The United States has not satisfied the European Union’s concerns about Yahoo’s scanning of all customers’ incoming emails for US intelligence purposes, the bloc’s justice chief told Reuters in an interview.
The European Commission, the EU executive, asked the United States in November for clarifications on the secret court order served to Yahoo as part of its monitoring of a new transatlantic pact facilitating the exchange of personal data by businesses.
To clinch an agreement on the EU-US Privacy Shield, as the data transfer framework is known, Washington pledged not to engage in mass, indiscriminate surveillance.
That allayed Commission concerns for the privacy of Europeans’ data stored on US servers raised by disclosures of intrusive US surveillance programmes in 2013 by former National Security Agency contractor Edward Snowden.
“I am not satisfied because to my taste the answer came relatively late and relatively general, and I will make clear at the first possible opportunity to the American side that this is not how we understand good, quick and full exchange of information,” EU Justice Commissioner Vera Jourova said in the interview.

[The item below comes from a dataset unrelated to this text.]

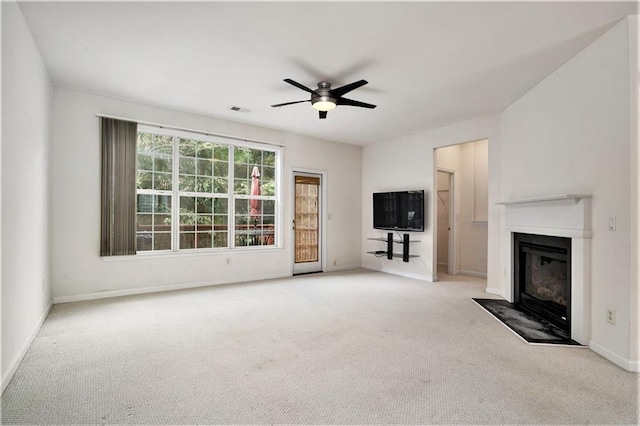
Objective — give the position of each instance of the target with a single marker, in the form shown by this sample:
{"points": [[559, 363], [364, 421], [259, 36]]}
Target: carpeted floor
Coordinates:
{"points": [[357, 347]]}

While Yahoo is not signed up to the Privacy Shield and the scanning took place before the framework existed, the issue is a first test case of how the new system, which underpins $260 billion of trade in digital services, and the US commitments on spying work in practice, an EU official said.
The Privacy Shield allows businesses to seamlessly move Europeans’ personal data across the Atlantic, whether for completing credit card transactions, hotel bookings or analysing browsing habits to serve targeted ads, while complying with strict EU data protection rules.
“I understand that the American side, when it comes to national security issues, cannot be fully concrete,” Jourova said.
Nevertheless, she said, she still expects more detailed information on what happened and the reasons for which Yahoo was asked to scan customer emails.
Reuters reported in October that Yahoo scanned all incoming emails for a digital signature linked to a foreign state sponsor of terrorism at the behest of an order from the Foreign Intelligence Surveillance Court.
The Privacy Shield foresees an annual review to ensure the United States is abiding by its commitments and that the framework is effective. The first annual review will take place this summer, under now President-elect Donald Trump.
Jourova said she was not concerned by the incoming Trump administration but that she would closely monitor what he would do with the US government’s presidential policy directive on US surveillance activities and a newly established US ombudsperson office in the State Department to handle complaints from EU citizens about US spying.
“I would expect that Trump’s administration would understand what is good and what is bad for business. This is good for business,” she said, referring to the Privacy Shield.
“We need to see that we can still trust.”